Ecuador’s shrimp sector gets $45 million loan from IFC

The new investment hopes to build the sector’s resilience as it targets swapping diesel machinery for electric and improving farm productivity.

The Fish Site
by The Fish Site
8 August 2022, at 8:09am
aerial view of shrimp ponds
The Industrial Pesquera Santa Priscila shrimp farm in Ecuador

Ecuador's shrimp industry accounts for approximately 20 percent of the nation’s exports and 5 percent of its GDP © Industrial Pesquera Santa Priscila SA

Shrimp farms in Ecuador will have better productivity with a new investment by IFC helping replace diesel with electricity for farm operations while addressing the environmental risks in shrimp production. The aim is to help improve the sector’s sustainability, supporting the nation’s climate targets.

The IFC is a member of the World Bank Group and is the largest global development institution focused on the private sector in emerging markets. The agency works in more than 100 countries and uses its capital and expertise to create markets and opportunities in developing countries.

IFC’s loan of up to $45 million to Industrial Pesquera Santa Priscila SA, the leading shrimp exporter in Ecuador, will help the company expand its number of farms and improve their automation and productivity.

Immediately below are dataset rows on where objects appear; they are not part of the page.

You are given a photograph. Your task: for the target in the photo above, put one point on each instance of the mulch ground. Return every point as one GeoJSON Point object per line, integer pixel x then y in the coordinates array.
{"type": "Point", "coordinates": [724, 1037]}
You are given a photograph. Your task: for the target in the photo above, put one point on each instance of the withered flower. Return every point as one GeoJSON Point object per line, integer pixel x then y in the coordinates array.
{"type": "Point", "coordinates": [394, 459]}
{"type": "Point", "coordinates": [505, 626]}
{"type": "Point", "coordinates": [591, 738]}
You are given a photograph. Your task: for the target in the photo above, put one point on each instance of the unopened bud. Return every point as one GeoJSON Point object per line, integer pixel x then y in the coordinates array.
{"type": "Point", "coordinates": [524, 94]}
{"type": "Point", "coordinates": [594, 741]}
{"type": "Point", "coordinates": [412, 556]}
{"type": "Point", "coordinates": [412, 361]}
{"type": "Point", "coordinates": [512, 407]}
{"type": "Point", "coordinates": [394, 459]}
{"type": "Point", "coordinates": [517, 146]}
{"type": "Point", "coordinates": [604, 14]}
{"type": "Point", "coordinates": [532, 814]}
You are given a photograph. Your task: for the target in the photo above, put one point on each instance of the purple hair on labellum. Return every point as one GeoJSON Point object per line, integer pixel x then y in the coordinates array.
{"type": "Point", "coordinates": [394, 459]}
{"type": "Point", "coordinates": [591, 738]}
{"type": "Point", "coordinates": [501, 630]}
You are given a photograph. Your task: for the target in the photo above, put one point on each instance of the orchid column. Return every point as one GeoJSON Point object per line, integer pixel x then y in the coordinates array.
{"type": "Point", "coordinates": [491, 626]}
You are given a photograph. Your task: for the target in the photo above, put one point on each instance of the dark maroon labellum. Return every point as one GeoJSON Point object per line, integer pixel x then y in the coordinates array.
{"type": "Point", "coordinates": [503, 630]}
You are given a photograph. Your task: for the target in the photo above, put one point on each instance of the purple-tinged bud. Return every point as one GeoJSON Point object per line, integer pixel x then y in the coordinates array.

The shrimp sector is of vital importance to Ecuador’s economy, accounting for approximately 20 percent of the nation’s exports and 5 percent of gross domestic product (GDP). However, the sector faces a range of challenges related to low productivity and reliance on fossil fuels that deter the industry’s overall sustainability.

Raúl Estrada, corporate advisor of Santa Priscila, said, “IFC’s long-term financing, not readily available for agribusinesses—especially for investments in electrification of farms—will help grow our operations. With IFC’s support, we expect to increase productivity levels by more than 20 percent in terms of pounds of shrimp per hectare. IFC’s expertise will also help raise our operating standards in terms of environmental and social practices (E&S), corporate governance and insurance, boosting our sustainability to meet the dynamic market demand.”

IFC’s funds will only be invested in farms that are adapted to replicate Aquaculture Stewardship Council (ASC) or Best Aquaculture Practices (BAP) certification standards, promoting good practices with sustainability benefits. Around 42 percent of the financing will contribute to climate mitigation, avoiding emissions of approximately 2,000 tons of CO₂ equivalent annually.

Alfonso García Mora, VP of Europe, Latin America and the Caribbean for IFC, said, “addressing climate change and supporting long-term growth is a key priority for IFC in Latin America and the Caribbean. IFC’s investment will support one of the leading shrimp producers in Ecuador to expand, adopt more sustainable farming practices and upgrade its farm infrastructure. This will promote competition and productivity growth in this important export-oriented sector, catalysing the greening of the shrimp sector to tackle future shocks.”